Results, Conclusions, and Discussions:: The conductive layer of polypyrrole was successfully synthesized on the surface of PU yarn (Fig.1a). The SEM pictures showed that the polypyrrole layer displayed uniform coverage and conformed tightly to the contours of the filaments of the PU yarn. During stretching, the polypyrrole layer underwent deformation according to the elastic properties of the core yarn. As the PU-polypyrrole strain sensor extended, the resistance of the sensor itself increased with strain due to micro-cracks of the polypyrrole material (Fig.1b). The change of resistance for the strain sensor increased 54 times when the yarn was stretched from 1inch to 1.25inch. Thus, when this sensor is inserted circumferentially into the wall of a knitted vascular graft, the stretched and relaxed displacement data from the strain sensor will be measured and recorded as changes in modulated electrical output (Fig.1c), which will be then converted into changes in blood pressure. When two or more of the strain sensors are inserted along the knitted graft, the pressure variance along the graft can be profiled to indicate flow characteristics, revealing the potential of restenosis of the implanted graft. Therefore, the knitted vascular graft with an integrated stretch sensor can be applied in an in vitro model. Various stroke rhythms and volumes of blood per stroke will be modulated, so as to calibrate the stretch sensor.
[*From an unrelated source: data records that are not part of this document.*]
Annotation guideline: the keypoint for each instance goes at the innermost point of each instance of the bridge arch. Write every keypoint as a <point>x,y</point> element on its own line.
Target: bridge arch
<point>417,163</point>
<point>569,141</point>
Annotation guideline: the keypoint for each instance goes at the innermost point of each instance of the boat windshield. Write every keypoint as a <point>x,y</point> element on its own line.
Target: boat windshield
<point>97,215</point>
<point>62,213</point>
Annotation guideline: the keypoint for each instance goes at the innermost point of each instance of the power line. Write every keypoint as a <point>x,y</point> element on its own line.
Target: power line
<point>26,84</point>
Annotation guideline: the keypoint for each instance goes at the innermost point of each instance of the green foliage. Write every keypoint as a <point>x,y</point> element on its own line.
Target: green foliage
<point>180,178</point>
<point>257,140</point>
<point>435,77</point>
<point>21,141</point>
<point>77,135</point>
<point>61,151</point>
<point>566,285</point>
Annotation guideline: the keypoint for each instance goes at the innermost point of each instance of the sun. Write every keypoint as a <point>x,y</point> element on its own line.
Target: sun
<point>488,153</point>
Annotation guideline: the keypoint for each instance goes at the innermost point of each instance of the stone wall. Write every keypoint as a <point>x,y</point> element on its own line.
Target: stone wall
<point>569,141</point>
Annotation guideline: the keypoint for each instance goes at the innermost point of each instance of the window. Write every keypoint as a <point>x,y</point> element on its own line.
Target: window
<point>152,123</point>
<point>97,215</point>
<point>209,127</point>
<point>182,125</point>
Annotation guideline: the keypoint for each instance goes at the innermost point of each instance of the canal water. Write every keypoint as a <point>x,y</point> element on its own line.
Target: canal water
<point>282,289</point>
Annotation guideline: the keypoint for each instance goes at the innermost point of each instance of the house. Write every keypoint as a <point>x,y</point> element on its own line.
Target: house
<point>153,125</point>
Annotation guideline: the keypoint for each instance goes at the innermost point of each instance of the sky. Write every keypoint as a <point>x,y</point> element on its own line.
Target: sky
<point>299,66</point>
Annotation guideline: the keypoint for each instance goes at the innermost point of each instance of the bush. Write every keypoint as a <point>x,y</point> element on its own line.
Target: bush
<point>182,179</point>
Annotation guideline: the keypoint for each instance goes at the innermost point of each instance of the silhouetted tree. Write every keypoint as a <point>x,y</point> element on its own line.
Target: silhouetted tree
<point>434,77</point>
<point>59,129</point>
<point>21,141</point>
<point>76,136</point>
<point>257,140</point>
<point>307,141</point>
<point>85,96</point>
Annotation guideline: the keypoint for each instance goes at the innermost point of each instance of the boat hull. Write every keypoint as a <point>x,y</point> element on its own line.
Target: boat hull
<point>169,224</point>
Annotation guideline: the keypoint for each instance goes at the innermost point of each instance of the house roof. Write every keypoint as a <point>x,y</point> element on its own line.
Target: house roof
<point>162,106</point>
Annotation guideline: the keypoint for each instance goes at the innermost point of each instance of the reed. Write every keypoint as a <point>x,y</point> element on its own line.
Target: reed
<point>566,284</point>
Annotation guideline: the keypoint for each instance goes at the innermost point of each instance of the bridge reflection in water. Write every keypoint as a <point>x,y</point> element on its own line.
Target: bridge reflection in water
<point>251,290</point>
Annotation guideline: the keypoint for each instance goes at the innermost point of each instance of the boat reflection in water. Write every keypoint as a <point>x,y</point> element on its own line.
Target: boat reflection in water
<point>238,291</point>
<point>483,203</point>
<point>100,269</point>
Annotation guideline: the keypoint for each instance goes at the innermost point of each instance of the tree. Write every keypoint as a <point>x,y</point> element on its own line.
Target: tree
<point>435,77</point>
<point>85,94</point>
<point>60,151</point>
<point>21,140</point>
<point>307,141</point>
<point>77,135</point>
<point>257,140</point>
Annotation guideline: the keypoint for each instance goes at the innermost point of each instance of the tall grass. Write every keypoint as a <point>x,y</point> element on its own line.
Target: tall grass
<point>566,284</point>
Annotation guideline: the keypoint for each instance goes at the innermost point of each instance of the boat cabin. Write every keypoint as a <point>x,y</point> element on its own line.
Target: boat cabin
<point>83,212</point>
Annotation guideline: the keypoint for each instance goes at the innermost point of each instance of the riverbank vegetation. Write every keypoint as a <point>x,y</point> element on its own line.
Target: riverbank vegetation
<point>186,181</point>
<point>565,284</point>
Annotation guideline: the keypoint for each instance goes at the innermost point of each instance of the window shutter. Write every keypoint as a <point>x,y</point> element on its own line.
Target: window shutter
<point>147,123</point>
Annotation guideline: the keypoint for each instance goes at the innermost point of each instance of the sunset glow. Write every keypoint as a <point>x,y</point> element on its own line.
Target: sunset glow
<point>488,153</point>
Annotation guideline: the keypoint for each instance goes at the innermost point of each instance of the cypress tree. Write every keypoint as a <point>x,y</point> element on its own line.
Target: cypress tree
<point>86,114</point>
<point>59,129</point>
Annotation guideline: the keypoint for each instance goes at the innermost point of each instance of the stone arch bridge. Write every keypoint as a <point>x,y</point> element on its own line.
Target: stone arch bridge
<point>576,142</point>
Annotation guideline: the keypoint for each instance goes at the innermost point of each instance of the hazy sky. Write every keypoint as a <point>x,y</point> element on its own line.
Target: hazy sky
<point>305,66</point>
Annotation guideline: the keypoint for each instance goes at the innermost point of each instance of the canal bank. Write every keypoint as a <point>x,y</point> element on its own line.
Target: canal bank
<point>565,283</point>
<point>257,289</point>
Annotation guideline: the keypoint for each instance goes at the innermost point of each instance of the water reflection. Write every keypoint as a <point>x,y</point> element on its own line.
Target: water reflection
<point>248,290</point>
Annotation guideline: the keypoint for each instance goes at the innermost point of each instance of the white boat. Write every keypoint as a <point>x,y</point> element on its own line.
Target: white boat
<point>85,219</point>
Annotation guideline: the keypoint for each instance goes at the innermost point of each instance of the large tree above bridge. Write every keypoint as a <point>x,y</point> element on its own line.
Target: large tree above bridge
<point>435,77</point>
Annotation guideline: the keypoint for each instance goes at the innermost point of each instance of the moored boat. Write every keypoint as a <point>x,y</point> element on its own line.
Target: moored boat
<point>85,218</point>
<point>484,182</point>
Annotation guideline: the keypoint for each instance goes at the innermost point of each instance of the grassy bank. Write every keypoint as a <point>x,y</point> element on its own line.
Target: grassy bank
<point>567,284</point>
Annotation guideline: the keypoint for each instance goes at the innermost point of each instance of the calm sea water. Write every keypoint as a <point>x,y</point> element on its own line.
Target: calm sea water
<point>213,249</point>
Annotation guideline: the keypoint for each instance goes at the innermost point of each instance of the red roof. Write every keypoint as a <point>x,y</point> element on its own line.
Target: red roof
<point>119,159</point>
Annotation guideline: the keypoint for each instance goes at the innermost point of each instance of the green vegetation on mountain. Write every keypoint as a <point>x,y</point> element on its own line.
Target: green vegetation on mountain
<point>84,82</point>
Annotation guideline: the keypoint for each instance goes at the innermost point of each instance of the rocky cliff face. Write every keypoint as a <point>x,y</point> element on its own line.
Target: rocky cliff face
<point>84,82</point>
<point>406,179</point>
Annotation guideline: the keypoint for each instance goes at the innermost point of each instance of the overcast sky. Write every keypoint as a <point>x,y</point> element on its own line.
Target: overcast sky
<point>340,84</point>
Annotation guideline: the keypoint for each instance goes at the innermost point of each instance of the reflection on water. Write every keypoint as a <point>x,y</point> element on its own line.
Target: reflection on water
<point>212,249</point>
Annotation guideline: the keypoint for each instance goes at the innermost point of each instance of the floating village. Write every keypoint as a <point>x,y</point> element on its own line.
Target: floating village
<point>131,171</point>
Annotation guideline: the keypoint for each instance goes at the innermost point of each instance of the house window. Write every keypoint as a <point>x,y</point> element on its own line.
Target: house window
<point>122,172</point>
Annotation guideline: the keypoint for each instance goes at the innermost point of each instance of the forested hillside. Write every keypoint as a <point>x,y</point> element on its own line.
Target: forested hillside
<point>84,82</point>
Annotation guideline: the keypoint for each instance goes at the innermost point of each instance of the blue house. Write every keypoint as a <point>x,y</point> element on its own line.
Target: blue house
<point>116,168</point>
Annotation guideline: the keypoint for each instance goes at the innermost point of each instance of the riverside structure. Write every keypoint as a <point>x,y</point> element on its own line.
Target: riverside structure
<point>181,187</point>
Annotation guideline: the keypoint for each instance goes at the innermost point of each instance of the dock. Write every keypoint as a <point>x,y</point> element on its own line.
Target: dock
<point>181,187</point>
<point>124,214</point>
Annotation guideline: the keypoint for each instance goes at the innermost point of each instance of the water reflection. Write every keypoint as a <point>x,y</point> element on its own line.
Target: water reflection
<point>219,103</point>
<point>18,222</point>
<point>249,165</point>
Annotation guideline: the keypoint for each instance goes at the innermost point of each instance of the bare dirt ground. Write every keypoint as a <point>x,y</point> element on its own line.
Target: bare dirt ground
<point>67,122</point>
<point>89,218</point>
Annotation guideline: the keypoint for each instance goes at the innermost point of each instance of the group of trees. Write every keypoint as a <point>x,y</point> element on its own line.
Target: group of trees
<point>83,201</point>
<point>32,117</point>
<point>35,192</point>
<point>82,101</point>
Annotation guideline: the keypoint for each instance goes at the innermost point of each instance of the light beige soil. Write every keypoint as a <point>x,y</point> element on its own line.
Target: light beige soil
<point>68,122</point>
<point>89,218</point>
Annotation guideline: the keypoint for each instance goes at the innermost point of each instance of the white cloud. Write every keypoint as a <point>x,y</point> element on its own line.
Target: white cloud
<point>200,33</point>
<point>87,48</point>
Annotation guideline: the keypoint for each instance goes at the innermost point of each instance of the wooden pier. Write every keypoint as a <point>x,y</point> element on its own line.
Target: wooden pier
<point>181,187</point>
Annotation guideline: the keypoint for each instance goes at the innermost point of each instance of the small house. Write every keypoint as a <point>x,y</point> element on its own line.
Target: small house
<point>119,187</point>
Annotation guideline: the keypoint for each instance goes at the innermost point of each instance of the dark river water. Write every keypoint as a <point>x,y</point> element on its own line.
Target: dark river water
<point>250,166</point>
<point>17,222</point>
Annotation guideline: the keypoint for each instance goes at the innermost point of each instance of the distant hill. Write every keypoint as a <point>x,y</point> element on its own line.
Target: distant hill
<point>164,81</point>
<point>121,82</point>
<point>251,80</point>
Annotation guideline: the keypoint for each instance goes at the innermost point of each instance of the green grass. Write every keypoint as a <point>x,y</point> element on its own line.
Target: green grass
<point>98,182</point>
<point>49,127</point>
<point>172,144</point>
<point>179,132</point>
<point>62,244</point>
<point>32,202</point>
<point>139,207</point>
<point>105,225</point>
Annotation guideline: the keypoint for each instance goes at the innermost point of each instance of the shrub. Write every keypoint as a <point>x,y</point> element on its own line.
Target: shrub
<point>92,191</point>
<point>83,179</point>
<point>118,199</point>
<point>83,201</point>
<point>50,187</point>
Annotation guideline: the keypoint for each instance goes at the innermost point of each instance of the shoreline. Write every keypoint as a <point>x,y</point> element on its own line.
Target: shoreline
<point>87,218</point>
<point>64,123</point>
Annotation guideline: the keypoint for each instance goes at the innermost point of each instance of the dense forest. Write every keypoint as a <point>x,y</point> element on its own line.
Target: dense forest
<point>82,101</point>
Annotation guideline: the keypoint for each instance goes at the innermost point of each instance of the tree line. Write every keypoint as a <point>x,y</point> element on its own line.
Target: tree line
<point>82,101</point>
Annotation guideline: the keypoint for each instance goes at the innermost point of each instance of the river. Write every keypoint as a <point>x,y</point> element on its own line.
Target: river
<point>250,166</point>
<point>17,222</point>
In this study, we fabricated a conductive textile sensor that reflected and recorded blood pressure in real time. By utilizing pressure changes along the vascular graft, the characteristics of blood flow can be depicted. It is expected that the signal resolution will display minimal drift and/or distortion along the vascular graft. Consequently, patients can self-monitor their vascular prosthesis after implantation of vascular grafts and seek medical intervention as necessary prior to the onset of critical conditions.